(Bloomberg) -- China’s top auditor is conducting a review of the $3 trillion trust industry, paving the way for a potential overhaul of a key shadow banking sector where losses on property loans are mounting.

In an unscheduled move, the National Audit Office -- which previously led an examination of bank exposures to Jack Ma’s Ant Group Co. -- has for the past month been inspecting the books of at least 20 trust firms, including the top five, to gauge the risks they pose to financial stability, according to people familiar with the matter.

The firms are being asked to report on their risky loans to developers and any plans to dispose of them, the people said, asking not to be named as they’re not authorized to speak publicly. The audit office is expected to submit its conclusions to policy makers in Beijing, who may decide on the future reforms of the sector, the people said. 

While it is unclear what regulatory action the scrutiny will spur, the move illustrates how concerned authorities are about contagion from the property sector destabilizing the financial industry. Trust firms have this year defaulted on about 58 billion yuan ($8.6 billion) of investment products linked to property developers, which were sold to wealthy Chinese, according to industry data tracker Use Trust.

These investors have joined homebuyers and bond fund managers in feeling the pain of a liquidity crisis that’s driven dozens of developer defaults and frozen construction of hundreds of projects across the country.

China’s trust industry, after at least six rounds of restructuring since its inception in 1979, combines characteristics of commercial and investment banking, private equity and wealth management.

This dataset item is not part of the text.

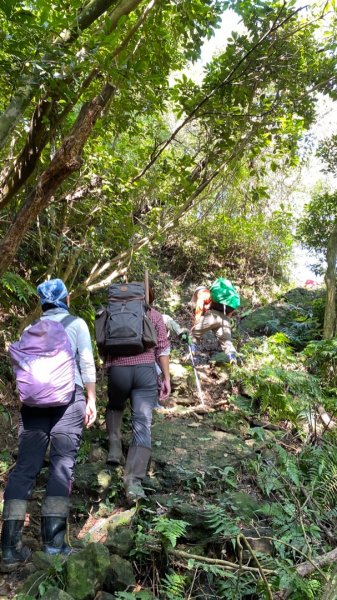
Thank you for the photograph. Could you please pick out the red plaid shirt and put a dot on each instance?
(150, 356)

Firms in the sector pool household savings to offer loans and invest in real estate, stocks, bonds, commodities, and even bottles of sorghum liquor. No other firms in the financial industry operate across all these asset classes.

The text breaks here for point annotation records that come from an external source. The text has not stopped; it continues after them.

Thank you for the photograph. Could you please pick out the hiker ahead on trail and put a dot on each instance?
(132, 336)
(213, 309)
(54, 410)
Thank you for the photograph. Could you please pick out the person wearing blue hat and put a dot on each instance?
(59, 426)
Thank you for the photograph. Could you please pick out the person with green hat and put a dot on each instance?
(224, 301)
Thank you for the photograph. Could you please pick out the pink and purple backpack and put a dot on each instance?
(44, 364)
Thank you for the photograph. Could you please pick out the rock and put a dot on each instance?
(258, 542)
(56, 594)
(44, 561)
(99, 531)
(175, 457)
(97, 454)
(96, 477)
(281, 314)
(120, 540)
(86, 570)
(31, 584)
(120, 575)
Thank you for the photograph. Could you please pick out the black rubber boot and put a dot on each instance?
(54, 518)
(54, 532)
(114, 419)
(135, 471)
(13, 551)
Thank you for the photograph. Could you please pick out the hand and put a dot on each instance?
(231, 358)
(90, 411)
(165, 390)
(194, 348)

Trusts were once a popular avenue of funding for the property sector. Until recently, trust products were seen by wealthy Chinese individuals and institutions as a safe place to park their money.

The inspection by the audit office is still in progress and no conclusions have been made so far, the people said.

China’s National Audit Office is responsible for inspecting the central government’s budget implementation, and reports its results to the Premier. The agency is also brought in for ad-hoc reviews of state-owned institutions, which pose a threat to the broader economic stability. Its inspection of more than a quarter of the trust industry shows the government is seeking an independent assessment of the risks involved, the people said. 

None of the trust firms were immediately available to comment when reached by Bloomberg. The top auditor and the China Banking and Insurance Regulatory Commission, which oversees trust firms, didn’t immediately respond to Bloomberg requests for comment. 

Over the past few years, authorities have taken a series of measures, including tougher capital requirements, to cool what had been the fastest-growing corner of the shadow banking industry.

The nation’s 68 trust firms held a combined 20.2 trillion yuan of assets at the end of March, down about 5.5% over the past two years, according to the China Trustee Association. About three quarters of that was in money trusts, of which developer trusts made up about 11%.

The inspection comes as trust firms have more recently emerged as unlikely white knights for the embattled property sector by becoming mini-developers themselves.

Trust firms, including MinMetals Trust Co. and Zhongrong Trust Co., have bought stakes in at least 10 real estate projects this year, betting that unfinished homes will eventually yield cash to pay off some of the $230 billion in property-backed funds they have issued to investors.